Pivotal roles of MoS2 in boosting catalytic degradation of aqueous organic pollutants by Fe(II)/PMS

[Display omitted] •The addition of MoS2 greatly accelerated the conversion of Fe(III) to Fe(II).•MoS2 enables Fe(II)/PMS to efficiently degrade halogenated organic pollutants.•The unsaturated S on the fresh MoS2 was found to assist in PMS decomposition.•The used or rinsed MoS2 still exhibited excellent recyclability and reactivity. Despite the success of Fe(II)/peroxymonsulfate (PMS) process in detoxifying organic pollutants, its intrinsic drawback of sluggish Fe(III) conversion to Fe(II) limits its large-scale practical application.
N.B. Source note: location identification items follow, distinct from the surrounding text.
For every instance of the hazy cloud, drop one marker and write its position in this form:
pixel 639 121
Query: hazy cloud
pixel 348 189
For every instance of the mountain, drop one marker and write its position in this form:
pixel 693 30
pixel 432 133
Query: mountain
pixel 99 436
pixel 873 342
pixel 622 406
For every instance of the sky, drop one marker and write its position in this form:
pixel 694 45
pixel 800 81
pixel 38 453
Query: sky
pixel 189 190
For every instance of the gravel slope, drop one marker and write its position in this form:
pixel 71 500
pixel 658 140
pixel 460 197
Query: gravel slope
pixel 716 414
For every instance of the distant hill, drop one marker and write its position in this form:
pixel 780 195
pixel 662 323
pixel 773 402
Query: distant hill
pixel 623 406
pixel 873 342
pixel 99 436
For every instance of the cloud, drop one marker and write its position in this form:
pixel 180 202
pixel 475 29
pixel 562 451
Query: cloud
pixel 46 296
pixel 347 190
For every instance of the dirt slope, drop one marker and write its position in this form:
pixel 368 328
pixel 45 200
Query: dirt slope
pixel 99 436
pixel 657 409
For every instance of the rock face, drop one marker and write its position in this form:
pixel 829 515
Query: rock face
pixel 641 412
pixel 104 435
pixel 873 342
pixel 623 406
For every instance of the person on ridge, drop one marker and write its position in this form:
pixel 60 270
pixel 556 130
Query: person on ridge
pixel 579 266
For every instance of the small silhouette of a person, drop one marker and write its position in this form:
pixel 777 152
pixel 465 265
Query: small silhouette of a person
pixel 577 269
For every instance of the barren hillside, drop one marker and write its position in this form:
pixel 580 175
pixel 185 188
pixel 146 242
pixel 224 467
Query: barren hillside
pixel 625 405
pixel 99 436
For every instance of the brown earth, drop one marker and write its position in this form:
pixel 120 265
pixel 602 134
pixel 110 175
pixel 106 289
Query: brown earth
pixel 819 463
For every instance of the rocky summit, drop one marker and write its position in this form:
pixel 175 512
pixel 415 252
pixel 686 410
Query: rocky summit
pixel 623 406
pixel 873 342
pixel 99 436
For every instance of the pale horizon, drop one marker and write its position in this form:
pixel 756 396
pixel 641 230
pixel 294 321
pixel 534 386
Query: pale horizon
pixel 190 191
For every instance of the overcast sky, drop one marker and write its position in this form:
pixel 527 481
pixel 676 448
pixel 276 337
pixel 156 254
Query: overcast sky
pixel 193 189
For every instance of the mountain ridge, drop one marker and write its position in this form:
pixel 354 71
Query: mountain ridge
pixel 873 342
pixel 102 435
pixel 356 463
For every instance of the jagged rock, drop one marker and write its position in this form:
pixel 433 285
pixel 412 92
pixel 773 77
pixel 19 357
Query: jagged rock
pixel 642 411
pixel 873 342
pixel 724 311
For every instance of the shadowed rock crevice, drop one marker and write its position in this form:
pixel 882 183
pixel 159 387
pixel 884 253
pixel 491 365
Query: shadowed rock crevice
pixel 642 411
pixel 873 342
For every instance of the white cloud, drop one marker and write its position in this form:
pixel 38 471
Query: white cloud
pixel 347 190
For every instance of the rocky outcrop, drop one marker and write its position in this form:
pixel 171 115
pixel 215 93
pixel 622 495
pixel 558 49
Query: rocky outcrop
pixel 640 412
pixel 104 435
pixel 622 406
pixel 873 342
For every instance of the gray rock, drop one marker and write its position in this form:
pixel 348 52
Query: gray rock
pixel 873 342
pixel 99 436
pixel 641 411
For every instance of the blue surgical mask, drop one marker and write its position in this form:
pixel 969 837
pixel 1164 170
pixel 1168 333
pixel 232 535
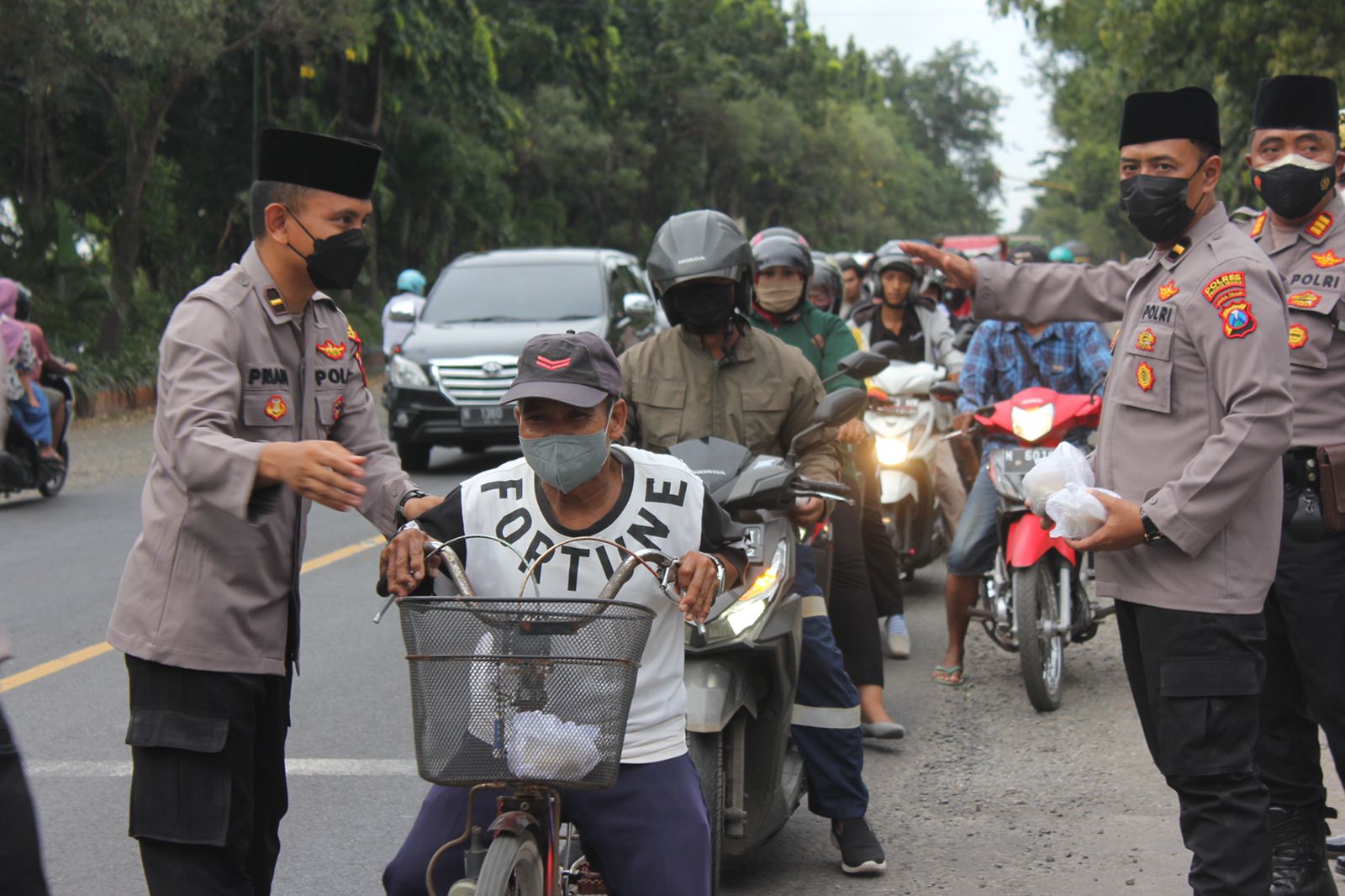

Here we report that commercial MoS2, a common metal sulfide, can be used to unlock this kinetic constrain. Addition of MoS2 greatly accelerates the reduction of Fe(III) to Fe(II), decomposition of PMS, and thus results in enhanced degradation efficiency of 2,4,6-trichlorophenol (TCP) (>95%) and other biorefractory halogenated organic compounds within 30 min. Mass spectroscopy data indicate that TCP can be destructed into low-molecular-weight organic acids, manifesting its powerful oxidation capacity of MoS2-assisted Fe(II)/PMS process. Once the Fe(III) in aqueous solution is stabilized by its organic or inorganic ligands, the boosting effects of MoS2 are largely inhibited and less than 80% of TCP is degraded. Sulfate radicals and hydroxyl radicals are identified as the dominant reactive oxidants in the MoS2/Fe(II)/PMS process by radical scavenging tests. The unsaturated S on the fresh MoS2 surface and the exposed Mo(IV) sites are supposed to react with PMS and Fe(III) in the aqueous solution, respectively. No iron oxides and Mo oxides are detected in X-ray photoelectron spectroscopy (XPS) and X-ray powder diffraction (XRD) measurement, indicating the accelerated Fe(II)/PMS process mainly occurs in the homogeneous solution. MoS2 exhibits excellent recyclability and sustainable reactivity for the degradation of TCP after 5 consecutive runs. Overall, the present study provides a novel strategy to overcome the rate-limiting step of Fe(III)/Fe(II) that is commonly challenging Fe-based advanced oxidation processes (AOPs) and enable Fe(II)/PMS as efficient as typical Co(II)/PMS.